In days to come, I'll be working on making Virtual Pulp Press even better. For right now, I think it's pretty cool and worth all the work I put into it. I hope you will check it out, and tell somebody about it.

Sunday, September 4, 2011

Feel Guilty, But Enjoy Plenty Gruesome Violence First

Somebody lent me the Condemned DVD and, with no internet connection at the crib, I burned up a couple hours watching it recently.

It's a scenario I've seen before: evil rich guy throws a bunch of desperate cutthroats into an elaborately controlled environment and has them fight to the death (Similar to The Running Man, in a way). The "twist" this time is that they're all death row prisoners from around the world. Evil Rich Dude's logic is, "They're gonna die anyway, so why can't I make a buck off it?"

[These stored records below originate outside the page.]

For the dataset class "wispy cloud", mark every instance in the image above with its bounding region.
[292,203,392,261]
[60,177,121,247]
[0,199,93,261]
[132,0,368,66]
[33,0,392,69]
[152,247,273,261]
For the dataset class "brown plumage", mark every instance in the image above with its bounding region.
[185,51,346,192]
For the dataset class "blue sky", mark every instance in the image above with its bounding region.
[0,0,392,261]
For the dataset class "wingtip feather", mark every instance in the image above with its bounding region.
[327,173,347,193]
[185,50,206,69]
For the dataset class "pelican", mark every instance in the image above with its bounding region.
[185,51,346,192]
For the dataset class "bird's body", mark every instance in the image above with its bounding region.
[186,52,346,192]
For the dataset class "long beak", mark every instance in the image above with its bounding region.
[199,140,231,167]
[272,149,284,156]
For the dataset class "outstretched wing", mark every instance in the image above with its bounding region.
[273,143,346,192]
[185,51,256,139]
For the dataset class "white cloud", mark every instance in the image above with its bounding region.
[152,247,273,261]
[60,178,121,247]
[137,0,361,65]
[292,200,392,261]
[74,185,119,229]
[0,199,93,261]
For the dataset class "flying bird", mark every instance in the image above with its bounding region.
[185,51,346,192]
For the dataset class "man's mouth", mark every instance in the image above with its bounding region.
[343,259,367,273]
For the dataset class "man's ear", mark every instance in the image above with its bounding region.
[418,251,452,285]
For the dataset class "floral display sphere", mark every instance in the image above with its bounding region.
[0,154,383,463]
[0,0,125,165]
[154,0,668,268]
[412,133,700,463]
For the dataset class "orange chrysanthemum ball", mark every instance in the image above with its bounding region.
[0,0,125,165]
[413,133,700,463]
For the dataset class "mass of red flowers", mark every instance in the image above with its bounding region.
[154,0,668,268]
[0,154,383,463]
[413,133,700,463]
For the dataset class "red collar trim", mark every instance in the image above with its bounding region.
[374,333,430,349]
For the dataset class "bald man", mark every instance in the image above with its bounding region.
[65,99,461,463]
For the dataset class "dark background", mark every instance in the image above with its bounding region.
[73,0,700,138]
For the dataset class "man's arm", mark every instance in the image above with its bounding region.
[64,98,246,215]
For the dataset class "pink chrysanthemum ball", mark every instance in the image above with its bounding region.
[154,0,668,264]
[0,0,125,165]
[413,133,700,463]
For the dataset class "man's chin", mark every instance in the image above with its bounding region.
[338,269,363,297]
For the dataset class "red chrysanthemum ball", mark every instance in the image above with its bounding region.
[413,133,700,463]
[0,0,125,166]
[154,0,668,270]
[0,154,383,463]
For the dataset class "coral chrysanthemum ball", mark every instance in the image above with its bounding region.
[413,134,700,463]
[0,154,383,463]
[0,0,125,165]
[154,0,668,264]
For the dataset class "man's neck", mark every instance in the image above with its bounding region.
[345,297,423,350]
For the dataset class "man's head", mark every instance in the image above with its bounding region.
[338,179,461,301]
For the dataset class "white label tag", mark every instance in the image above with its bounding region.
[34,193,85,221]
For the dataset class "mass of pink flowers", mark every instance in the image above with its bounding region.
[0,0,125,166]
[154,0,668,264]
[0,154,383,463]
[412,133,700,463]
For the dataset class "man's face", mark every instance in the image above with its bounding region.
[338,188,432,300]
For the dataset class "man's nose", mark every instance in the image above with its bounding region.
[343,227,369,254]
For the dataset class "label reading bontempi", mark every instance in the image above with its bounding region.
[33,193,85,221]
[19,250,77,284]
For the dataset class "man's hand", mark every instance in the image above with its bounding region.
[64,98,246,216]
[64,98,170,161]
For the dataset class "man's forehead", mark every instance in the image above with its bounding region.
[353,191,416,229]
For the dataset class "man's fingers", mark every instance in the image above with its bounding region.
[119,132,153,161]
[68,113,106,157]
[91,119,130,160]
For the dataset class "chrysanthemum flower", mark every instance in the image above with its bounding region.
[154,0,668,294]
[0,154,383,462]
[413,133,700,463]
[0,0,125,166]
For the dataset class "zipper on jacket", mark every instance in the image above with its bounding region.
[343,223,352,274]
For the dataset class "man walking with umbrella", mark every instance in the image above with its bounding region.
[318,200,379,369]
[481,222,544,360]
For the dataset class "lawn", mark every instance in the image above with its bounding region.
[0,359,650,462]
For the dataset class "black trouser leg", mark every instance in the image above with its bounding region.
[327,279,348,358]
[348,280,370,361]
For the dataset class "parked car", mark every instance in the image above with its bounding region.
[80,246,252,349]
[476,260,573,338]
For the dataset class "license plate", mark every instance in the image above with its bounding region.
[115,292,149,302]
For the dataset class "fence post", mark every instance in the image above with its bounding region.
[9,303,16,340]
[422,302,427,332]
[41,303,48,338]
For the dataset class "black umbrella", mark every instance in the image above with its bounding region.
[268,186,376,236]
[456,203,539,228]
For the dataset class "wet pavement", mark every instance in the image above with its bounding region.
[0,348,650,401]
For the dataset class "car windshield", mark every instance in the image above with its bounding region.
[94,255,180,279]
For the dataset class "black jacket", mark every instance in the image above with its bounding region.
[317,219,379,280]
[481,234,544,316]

OK--sounds logical, I guess. And there were some nice touches throughout the flick. But amidst all the splattering blood, the film makers kept going back to the theme of how inhuman the spectators can become in spectator sports. Sort of like the original Rollerball, only subtle.

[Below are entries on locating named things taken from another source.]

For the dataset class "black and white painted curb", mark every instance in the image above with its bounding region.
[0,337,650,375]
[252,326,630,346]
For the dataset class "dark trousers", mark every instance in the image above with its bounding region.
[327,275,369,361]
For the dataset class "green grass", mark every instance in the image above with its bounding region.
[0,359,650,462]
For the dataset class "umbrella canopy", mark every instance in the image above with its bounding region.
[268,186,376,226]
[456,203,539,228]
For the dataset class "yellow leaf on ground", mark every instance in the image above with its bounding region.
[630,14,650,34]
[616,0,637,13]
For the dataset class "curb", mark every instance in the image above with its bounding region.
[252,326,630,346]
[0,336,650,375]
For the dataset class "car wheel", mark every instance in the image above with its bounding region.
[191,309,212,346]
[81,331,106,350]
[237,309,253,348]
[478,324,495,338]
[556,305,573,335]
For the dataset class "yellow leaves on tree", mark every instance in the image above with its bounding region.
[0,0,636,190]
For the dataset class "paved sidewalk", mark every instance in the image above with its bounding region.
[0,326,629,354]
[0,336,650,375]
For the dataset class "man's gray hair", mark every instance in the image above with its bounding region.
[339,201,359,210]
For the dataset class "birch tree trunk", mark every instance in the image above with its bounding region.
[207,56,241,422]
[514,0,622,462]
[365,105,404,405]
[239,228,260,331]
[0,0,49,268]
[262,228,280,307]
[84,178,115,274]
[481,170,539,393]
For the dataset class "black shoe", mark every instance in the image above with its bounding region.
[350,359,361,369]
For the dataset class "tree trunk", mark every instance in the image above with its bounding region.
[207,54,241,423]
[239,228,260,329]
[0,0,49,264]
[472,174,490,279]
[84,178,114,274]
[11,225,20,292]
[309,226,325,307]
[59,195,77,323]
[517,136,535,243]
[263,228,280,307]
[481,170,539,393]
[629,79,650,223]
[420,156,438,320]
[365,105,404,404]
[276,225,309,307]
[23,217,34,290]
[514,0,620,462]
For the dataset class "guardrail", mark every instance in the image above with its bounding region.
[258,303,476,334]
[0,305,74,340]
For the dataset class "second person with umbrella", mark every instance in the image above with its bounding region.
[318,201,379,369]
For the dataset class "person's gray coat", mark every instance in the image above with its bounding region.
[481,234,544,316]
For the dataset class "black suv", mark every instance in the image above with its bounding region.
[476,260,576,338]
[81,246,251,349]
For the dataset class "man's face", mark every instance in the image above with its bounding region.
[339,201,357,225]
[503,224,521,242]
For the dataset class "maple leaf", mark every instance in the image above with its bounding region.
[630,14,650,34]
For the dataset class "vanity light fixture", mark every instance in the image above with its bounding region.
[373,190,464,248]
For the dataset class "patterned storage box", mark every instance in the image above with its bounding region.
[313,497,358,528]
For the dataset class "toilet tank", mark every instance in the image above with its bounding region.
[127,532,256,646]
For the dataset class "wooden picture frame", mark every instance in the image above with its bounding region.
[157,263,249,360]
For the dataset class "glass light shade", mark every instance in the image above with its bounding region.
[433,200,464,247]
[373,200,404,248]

As subtle as a 12-pound sledgehammer.

There were some real douche-bag characters in this flick, and the director employed all the usual tactics to make us want to see them suffer the same kind of torture and horrific deaths that they inflicted. And then we were supposed to feel guilty about it. "OMG! We're just as bad as the 40 million people paying to see this snuff circus on the internet! Maybe we're almost as bad as the eeveel capitalist scum that's getting rich off the whole thing!"

Yawn. OK, whatever. Let's get to the fighting, since that's really the appeal of this kind of film, ironic guilt messages notwithstanding.

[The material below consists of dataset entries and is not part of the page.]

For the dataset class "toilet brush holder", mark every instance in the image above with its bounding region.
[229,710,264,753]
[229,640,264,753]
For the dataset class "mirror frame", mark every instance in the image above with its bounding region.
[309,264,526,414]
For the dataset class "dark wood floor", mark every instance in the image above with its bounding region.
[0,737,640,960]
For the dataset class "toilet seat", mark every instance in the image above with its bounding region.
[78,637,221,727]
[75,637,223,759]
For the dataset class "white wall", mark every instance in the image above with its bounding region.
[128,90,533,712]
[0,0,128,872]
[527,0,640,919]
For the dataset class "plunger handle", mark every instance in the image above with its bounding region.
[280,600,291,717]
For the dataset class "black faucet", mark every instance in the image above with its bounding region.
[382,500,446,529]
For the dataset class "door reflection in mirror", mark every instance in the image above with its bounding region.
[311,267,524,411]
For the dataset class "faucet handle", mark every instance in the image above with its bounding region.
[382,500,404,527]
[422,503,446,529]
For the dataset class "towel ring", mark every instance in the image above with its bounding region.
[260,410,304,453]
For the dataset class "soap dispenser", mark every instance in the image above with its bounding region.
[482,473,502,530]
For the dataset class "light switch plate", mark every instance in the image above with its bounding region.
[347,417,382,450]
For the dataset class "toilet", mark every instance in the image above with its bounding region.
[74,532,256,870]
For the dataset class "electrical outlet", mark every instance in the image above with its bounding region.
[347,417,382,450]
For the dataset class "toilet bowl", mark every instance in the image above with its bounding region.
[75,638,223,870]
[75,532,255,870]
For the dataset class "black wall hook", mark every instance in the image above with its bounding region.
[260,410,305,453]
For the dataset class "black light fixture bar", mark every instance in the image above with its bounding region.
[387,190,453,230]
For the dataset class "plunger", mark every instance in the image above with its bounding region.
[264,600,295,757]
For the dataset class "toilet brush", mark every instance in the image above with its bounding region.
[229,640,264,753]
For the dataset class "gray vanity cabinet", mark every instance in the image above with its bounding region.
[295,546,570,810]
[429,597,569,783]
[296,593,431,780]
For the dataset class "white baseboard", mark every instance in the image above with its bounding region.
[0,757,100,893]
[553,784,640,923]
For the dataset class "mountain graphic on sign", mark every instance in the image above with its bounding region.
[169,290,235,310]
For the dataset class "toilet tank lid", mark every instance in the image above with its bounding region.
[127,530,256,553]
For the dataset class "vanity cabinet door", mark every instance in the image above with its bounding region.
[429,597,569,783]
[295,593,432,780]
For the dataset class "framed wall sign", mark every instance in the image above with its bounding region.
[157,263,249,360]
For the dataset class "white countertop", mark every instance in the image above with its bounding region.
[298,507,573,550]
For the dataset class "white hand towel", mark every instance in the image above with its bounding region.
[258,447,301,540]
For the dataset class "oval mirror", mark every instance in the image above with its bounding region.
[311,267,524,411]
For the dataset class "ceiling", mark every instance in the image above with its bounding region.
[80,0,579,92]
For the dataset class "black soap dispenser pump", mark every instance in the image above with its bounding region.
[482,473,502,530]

Steve Austin...wasn't he an astronaut who suffered a terrible accident, then wound up with bionic legs, arm and eye?

I like old western movies, alright? But even so, I admit they had some of the most ridiculous fight scenes ever filmed: 20-minute bare-knuckle brawls. Punches telegraphed from two miles away. Men on the receiving end of those dramatic haymakers standing around waiting to get hit (when it was their turn). Heros flooring villains with said haymakers, then stooping down to pull the villain to his feet in order to hit him again.

Well, the fight coreography in this flick was that bad. Not just with fists, either. The sadistic, murderous ex-SAS dude was given a bow with arrows. Twice he had our hero dead to rights, but didn't take a shot. One of those times, rather than launch an arrow into Austin's considerable target area from his protected position on high ground, he jumps down to Austin's level to menace him with the bow at melee range.

I guess classic westerns have some stiff competition for Most Ridiculous Fight Scenes in "professional wrestling." That's where I think Austin came from and probably what influenced the stupid fighting.

Movies like this are hard to pull off, I guess. Especially when they take their hackneyed message too seriously.